Last season, Riverside began 0-4 before winning six of its next seven to reach the Class 2A quarterfinals. The Rebels lost decisively in three of those losses.
“Both teams had youth,” said Stubbs. “A new head coach and staff, new ideas, a new philosophy. Dwain is doing a real nice job over there. It always takes some time for these things to come together. They’re gonna break out. I just don’t want it to come against us this week.”
The Rebels’ recovery last season came on the back of the growth of one of the most explosive offenses in the state, a shotgun spread attack captained by a freshman passer in Deuce Wallace.
As such, it’s a blueprint the Wildcats appear to be following. Jenkins’ brings the spread system he called plays for so successfully as Lutcher’s offensive coordinator and it, too, is led by a freshman on the rise in Lowell Narcisse.
Then again, there are some distinct differences. That Riverside team had a 50-point effort against South Plaquemines during its 0-4 start, portending to the Rebels’ offensive potential. The St. James offense has struggled thus far.
By the same token, the Wildcats’ defense is far ahead of where the Rebels’ stop unit was a season ago at this time. Riverside allowed 222 points through its first four weeks. St.

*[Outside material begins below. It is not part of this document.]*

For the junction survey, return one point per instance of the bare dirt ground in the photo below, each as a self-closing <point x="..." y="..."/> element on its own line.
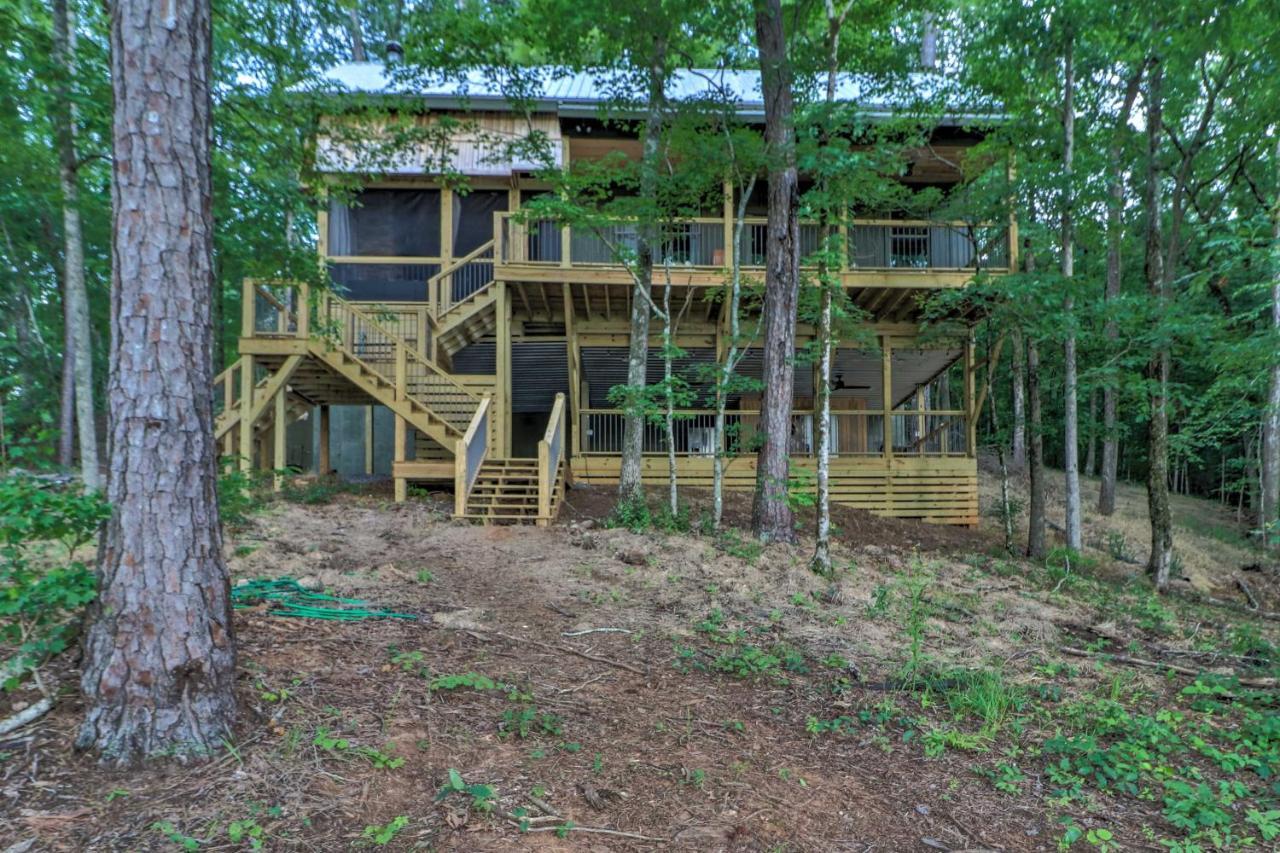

James has allowed 85, the defense a strength on the back of an experienced group of upperclassmen and returning starters.
Riverside can certainly add a big number to that total in Week 4, but Stubbs recognizes that it won’t be easy to do so.
“They’ve got athletes,” he said. “They run to the ball extremely well and when they hit you, boy, they’re really gonna hit you. The first order of business for us is to take care of the football.”
Riverside comes off of a thrilling victory over St. James rival West St. John, a 35-32 victory with an abundance of twists, turns and tricks. 
In that game, the Rebels had to deal with a stellar playmaker in running back Jeremy Jackson, who rushed 18 times for 164 yards and scored on a run, a reception and then nearly on a kick return before exiting with an injury.
St. James brings a few playmakers to the table as well, including standout receiver/returnman D’Kwan Sandolph. Sandolph played quarterback for SJH a season ago before moving to play primarily receiver, but has generated a slew of big plays for his team this season. He’s hauled in eight receptions for 173 yards and two scores and has a 74-yard rush for a touchdown.
“We’ll be looking at him the same way we looked at Jackson,” said Stubbs. “We know if we let down our guard at all, he’s gonna hurt us in a big way. We’ve got to be conscious of where he is at all times.”
Sandolph and running back/defensive back Rashaan Dennis have also been a big presence in the return game. Riverside could negate much of that through the leg of Tyler Gauthier, who has consistently registered touchbacks this season for RA.
Jenkins said after the Wildcats fell to Vandebilt Catholic that his team is making strides but still must learn how to win and close games out. St. James lost its 11-point lead late after the Terriers recovered a fumble in the endzone for a touchdown and after Vandebilt blocked a kick to set their offense up inside the 5. The latter led to the eventual go-ahead score.
“We had the ball with a chance to score and put it away, or at least take some time off the clock with a few first downs. We didn’t do that,” said Jenkins. “When a win is out there for the taking, you have to go grab it.”
The Wildcats had a potential 60-yard  touchdown called back in the first half Friday night negated by an illegal block in the back.
Jenkins said the mistakes and penalties are indicative of a team unsure of how to put teams away after two seasons of winless ball.
“The kids played hard. We hadn’t turned the ball over until late. We did a lot of things well,” said Jenkins. “The program hasn’t had success over the past two seasons and with that, our kids haven’t learned to take advantage of these opportunities. We’re getting there.”